Where was it taking me?
But this wasn’t like that current. It wasn’t dragging me out anywhere; it was hardly pulling at all. It felt more as if it were leading me somewhere, directing me, helping me. I wanted to follow it!
I let go of my resistance and let the current do the work. Soon I was zooming through the water, racing against a stripy yellow-and-black fish, whizzing past trails of fern and weed.
And then the current slowed. The sea had turned darker, and colder. The fluttery feeling came back. What was I doing, floating along on a current that had led me this far down? I hadn’t even looked where I was going. How was I ever going to get back and find Shona again?
And where was I, anyway?
I looked around. The current had pulled me to the top of a circle of tall rocks. I couldn’t see the bottom of them, but they were grouped around a dark hole, like an enormous well. I swam to the edge of the well and looked down. It was foaming and rushing with water that poured down like an underwater waterfall.

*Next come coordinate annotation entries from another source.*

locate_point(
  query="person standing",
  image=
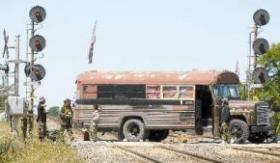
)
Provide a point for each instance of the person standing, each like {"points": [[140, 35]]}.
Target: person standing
{"points": [[224, 118], [93, 124], [66, 115], [42, 118]]}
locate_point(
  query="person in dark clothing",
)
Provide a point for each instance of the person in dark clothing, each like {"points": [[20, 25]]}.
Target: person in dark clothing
{"points": [[224, 121], [42, 118], [66, 115]]}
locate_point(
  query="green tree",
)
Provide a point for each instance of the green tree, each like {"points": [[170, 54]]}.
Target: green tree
{"points": [[53, 111], [271, 90]]}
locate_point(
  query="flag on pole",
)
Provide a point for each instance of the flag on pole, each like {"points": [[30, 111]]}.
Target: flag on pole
{"points": [[93, 40], [237, 69]]}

I could feel the current again. It was lifting me, edging me closer to the top of the well. It seemed to be teasing me, daring me to go down. Should I? Could I?
Before I had time to decide, the current nudged me right to the edge of the well. A moment later, I was hurtling over the top, into the waterfall.
Water rushed at me from every side, turning me over and around, pulling me farther and farther down, dragging me ever closer to the bottom of the sea. I tried to fight against it, tried to swim upward, but it was impossible. The current was dragging me lower and lower, throwing me down faster than anything I’d ever known. It was like a rocket — only heading down, toward the seabed.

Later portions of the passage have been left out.